Linguistics scholar, Otto Santa Ana, examined language used by mainstream media editors and reporters about Mexican immigrants. He found numerous newspaper articles with comments like this: Public programs are “a lure to immigrants.” The electorate has an appetite for “red meat of deportation.” INS agents catch “a third of their quarry.” We need to “ferret out illegal immigrants.” Today, in Arizona and many other areas in the U.S., whites’ use of the hostile metaphorical language of “burden,” “disease,” “invasion,” and “flooding the country” conveys an overt or subliminal image of Latino immigrants as very threatening and dangerous.

Recently, an Assistant Director of the Texas Election Division jokingly suggested that local white election officials should “speak slowly and loudly, in broken English” to Latino voters in need of the language assistance required under the law. Such mocking is not new, for whites have for centuries mocked the accent and character of English spoken by African Americans.

Anthropologist Jane Hill has pointed to the widespread use of mock Spanish by whites–made-up terms such as “no problemo,” “el cheapo,” “watcho your backo,” “hasty banana,” and “no way, Jose.” These terms incorporate a negative framing of Mexicans and Mexican Americans. As Hill puts it, through the means of mock Spanish “people are endowed with gross sexual appetites, political corruption, laziness, disorders of language, and mental incapacity.” This too is similar to the way whites have mocked black speakers of English, for centuries.
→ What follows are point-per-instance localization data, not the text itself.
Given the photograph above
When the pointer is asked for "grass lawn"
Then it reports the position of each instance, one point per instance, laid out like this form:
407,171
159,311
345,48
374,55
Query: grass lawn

This new language of anti-Mexican racism matters. The way legislators, mainstream media, and everyday folks talk about the issue of immigration matters because it has real consequences for peoples’ lives. If people are deemed “illegal,” it becomes easier to enact laws threatening their existence. If Mexican immigrants are “dangerous,” it becomes easier to deny them basic human rights.

There are many lessons we can learn from earlier civil rights struggle. One of the most important ones is that the right to respect through language is a crucial part of the struggle for equality and human dignity.